İşçi sayısının 40 binlerden 7 binlere düştüğüne dikkat çeken Ateş, “İşçiye bakıyorsun ya Ak Parti’nin potasında erimiş ya MHP’nin potasında erimiş. Hal böyle olunca bu işçiyi hareketin içerisine katmak güçleşiyor” diye konuştu.
'BÖYLE DEVAM EDERSE KAPANACAK'
Bugüne gelen tüm hükümetlerin maden işçisine bakış açısının aynı olduğunu belirten 33 yıllık madenci Yaşar Yolcu, “Artık üretim yapmayalım her şeyi özel sektöre bırakalım mantığı var. Bizim dönemde yapılan üretimle şimdiki üretim arasında dağlar kadar fark var. Zaten hükümetin politikası dışarıdan kömür alınsın burada üretim yapılmasın üzerine kurulu. Biz özelleştirilmesin diyoruz ama zaten bu süreç böyle devam ettiği sürece 5 yıl sonra otomatikman TTK kapanma noktasına gelecek. Biz diyoruz ki şuanda hazırlık işçisi alınsın. Hazırlıklarımız bitsin ondan sonra da üretim işçisi alınsın. Eğer TTK’yı canlandırmak, ülkenin ekonomisine bir şey katmak istiyorsak bunu yapmak zorundayız. Yapmadığımız zaman ömrü en fazla 5 yıl. 7600’ün altına düştük. Bu senenin sonunda da 6 bine düşeriz. Üretim gücünü kaybediyoruz. Sendikadan gelen gücünü, işçi gücünü kaybediyorsun. Artık insanlar yavaş yavaş bu şehri terk etmeye başladı. Bizim en büyük kaybımızdan biri bu. A partisi, B Partisi demeden TTK’nın canlandırılması için hem fikir olmaları lazım. Bizim milletvekillerimiz ayrı iktidar milletvekilleri ayrı konuşuyor. Kaybeden yine kim?” dedi.

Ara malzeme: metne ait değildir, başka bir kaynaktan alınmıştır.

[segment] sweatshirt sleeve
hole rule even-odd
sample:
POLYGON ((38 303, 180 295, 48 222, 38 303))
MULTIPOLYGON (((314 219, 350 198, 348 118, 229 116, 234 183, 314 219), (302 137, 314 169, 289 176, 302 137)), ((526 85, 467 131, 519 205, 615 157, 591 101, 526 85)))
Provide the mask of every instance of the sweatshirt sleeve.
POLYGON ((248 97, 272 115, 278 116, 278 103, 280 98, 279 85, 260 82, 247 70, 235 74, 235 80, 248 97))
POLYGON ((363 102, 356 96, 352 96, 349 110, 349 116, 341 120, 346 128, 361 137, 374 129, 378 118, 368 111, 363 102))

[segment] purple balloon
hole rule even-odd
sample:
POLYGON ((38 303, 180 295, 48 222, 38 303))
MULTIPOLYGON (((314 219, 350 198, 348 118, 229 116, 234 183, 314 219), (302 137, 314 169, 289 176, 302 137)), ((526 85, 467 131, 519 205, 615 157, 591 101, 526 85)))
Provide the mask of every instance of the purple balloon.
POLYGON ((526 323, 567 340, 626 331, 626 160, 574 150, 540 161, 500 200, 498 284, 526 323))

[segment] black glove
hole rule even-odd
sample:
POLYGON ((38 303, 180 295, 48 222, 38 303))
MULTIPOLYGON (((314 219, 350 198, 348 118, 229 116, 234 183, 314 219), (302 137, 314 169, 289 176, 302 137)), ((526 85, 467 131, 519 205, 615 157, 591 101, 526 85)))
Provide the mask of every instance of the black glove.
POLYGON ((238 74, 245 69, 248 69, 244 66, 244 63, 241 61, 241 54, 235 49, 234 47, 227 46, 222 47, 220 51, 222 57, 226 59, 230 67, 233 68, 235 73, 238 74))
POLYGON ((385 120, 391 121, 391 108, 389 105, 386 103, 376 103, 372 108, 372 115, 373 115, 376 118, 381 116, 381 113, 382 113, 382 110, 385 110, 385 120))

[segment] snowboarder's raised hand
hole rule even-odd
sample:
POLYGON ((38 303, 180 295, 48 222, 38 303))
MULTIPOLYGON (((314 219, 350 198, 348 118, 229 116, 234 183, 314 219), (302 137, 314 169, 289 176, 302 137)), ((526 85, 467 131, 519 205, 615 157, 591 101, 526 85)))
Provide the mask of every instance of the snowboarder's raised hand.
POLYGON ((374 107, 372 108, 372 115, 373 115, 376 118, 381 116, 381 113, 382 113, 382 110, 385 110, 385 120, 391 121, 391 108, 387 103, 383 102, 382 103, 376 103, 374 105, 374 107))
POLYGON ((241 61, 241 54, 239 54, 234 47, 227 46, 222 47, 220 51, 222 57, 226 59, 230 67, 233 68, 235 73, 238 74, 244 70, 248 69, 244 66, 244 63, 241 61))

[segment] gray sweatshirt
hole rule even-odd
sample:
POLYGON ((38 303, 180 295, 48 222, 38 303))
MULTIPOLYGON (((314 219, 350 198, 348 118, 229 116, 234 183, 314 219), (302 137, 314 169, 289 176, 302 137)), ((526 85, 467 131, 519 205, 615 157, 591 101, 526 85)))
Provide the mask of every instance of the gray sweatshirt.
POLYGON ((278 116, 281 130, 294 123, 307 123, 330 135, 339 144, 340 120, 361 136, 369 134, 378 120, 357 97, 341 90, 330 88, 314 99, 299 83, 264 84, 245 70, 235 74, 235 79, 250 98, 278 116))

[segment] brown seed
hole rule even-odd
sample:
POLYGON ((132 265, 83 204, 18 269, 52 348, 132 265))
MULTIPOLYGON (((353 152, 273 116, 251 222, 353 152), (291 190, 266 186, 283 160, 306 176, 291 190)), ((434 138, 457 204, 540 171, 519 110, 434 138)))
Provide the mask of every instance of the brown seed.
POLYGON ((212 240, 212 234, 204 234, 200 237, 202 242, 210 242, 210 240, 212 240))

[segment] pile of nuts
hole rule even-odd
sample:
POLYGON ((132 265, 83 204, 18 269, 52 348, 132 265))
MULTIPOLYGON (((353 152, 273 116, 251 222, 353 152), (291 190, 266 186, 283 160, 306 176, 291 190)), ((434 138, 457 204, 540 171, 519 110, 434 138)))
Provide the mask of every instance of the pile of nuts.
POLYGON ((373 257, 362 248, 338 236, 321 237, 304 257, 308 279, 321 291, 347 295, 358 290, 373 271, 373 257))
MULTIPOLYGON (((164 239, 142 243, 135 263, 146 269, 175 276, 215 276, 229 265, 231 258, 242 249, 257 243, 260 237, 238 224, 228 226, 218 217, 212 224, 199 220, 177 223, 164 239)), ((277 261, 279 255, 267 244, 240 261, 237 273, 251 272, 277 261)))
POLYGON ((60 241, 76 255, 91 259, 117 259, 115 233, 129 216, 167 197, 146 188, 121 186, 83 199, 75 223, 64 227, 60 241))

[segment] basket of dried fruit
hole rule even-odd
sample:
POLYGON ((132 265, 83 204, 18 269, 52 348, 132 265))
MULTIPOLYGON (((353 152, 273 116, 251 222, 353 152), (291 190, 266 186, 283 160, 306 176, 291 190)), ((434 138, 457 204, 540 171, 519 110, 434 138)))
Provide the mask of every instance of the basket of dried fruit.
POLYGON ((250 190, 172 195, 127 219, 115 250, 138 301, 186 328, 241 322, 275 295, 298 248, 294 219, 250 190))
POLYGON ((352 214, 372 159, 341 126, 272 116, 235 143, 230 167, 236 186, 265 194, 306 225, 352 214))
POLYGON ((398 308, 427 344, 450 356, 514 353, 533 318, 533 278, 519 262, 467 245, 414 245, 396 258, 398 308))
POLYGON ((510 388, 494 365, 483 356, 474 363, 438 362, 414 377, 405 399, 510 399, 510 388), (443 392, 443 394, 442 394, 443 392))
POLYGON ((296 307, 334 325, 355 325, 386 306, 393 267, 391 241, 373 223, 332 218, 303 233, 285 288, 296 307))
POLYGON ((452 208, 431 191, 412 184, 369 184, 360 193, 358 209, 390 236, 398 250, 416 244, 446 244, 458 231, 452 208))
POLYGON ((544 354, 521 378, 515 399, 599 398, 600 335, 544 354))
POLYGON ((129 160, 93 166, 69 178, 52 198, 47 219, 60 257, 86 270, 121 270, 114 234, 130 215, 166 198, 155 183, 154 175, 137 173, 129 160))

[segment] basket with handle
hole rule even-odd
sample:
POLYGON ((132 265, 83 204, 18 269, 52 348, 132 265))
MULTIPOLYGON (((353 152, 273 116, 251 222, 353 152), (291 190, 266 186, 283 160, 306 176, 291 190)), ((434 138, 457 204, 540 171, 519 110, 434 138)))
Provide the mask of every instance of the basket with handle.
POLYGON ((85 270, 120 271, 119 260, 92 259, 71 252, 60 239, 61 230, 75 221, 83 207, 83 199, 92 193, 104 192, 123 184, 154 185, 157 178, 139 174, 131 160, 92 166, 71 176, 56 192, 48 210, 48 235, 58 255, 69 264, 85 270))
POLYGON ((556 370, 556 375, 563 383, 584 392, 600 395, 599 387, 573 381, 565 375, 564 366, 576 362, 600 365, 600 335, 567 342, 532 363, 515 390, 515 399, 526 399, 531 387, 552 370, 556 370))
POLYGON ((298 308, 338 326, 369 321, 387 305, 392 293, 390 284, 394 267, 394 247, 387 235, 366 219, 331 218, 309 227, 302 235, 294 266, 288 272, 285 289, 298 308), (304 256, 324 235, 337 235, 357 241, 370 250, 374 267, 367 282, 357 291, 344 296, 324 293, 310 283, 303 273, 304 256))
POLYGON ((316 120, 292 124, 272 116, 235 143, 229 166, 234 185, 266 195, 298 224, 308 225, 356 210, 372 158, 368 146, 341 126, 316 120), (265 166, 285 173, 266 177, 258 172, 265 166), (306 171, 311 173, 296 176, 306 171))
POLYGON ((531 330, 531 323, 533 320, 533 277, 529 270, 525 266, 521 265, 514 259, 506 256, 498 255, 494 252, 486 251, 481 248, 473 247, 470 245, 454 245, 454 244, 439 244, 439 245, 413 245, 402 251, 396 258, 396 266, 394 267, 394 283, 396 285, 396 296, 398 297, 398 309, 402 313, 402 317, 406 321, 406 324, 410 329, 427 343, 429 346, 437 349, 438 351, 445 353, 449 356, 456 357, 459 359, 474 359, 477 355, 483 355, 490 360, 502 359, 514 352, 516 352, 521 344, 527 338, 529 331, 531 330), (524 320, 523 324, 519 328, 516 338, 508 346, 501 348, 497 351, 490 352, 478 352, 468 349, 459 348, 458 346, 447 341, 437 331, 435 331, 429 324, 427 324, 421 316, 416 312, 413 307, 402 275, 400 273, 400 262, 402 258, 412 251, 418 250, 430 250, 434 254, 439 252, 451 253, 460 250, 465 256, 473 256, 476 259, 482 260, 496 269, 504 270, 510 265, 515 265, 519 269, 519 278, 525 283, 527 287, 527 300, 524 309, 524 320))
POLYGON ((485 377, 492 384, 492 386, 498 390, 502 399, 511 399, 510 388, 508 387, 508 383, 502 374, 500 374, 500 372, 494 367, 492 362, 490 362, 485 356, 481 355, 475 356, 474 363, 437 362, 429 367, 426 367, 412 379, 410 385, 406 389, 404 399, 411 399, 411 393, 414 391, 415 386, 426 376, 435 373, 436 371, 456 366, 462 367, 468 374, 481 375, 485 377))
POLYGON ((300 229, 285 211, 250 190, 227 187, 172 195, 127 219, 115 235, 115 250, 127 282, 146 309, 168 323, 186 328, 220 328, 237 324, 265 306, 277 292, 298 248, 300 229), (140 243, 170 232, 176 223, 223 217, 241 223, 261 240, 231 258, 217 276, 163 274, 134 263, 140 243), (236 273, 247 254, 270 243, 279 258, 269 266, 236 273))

'ÖZELLEŞTİRME OLURSA ZONGULDAK BİTER'
Özelleştirme girişimlerine Zonguldak esnafı da tepkili. Kuaför Barış Acıman, “Özelleştirmeyle devlette çalışmak arasında siyahla beyaz kadar fark var. Alım gücü olsun, sosyal yaşantı olsun. Eskiden burası bir Paris’ti. Şimdi göç veren bir şehir. Madenler özelleşirse iş cinayetleri olur. Daha önce de gördüğümüz gibi hastane önlerine, kamyon kasalarına bırakır kaçar giderlerdi. Sömürge düzenine hayır diyorum” diye konuştu.
1980 yılından beri taksicilik yapan Adnan Erdoğan da şöyle devam etti: “Eskiden 65 bin işçi vardı, şimdi 7 bin işçi kaldı. Bundan sonra da özelleştirme olursa Zonguldak biter. Biz yarın bir gün çocuklarımıza ne bırakacağız. Anne, babalar bir şey bırakmazsa bu çocuklar aç. Emeklilik zaten mezarda. Okumak zorlaştı. Gençlerimiz bitti. İş yok. Üniverisite okumuş gençler var, garsonluk yapıyor. Yazık günah değil mi?” “Burada başka iş yatağımız da yok yani. Yatırım da yok” diyen Mustafa Güleryüz, de “İşçisi, memuru, esnafı taşın altına elini koyacak” çağrısı yaptı.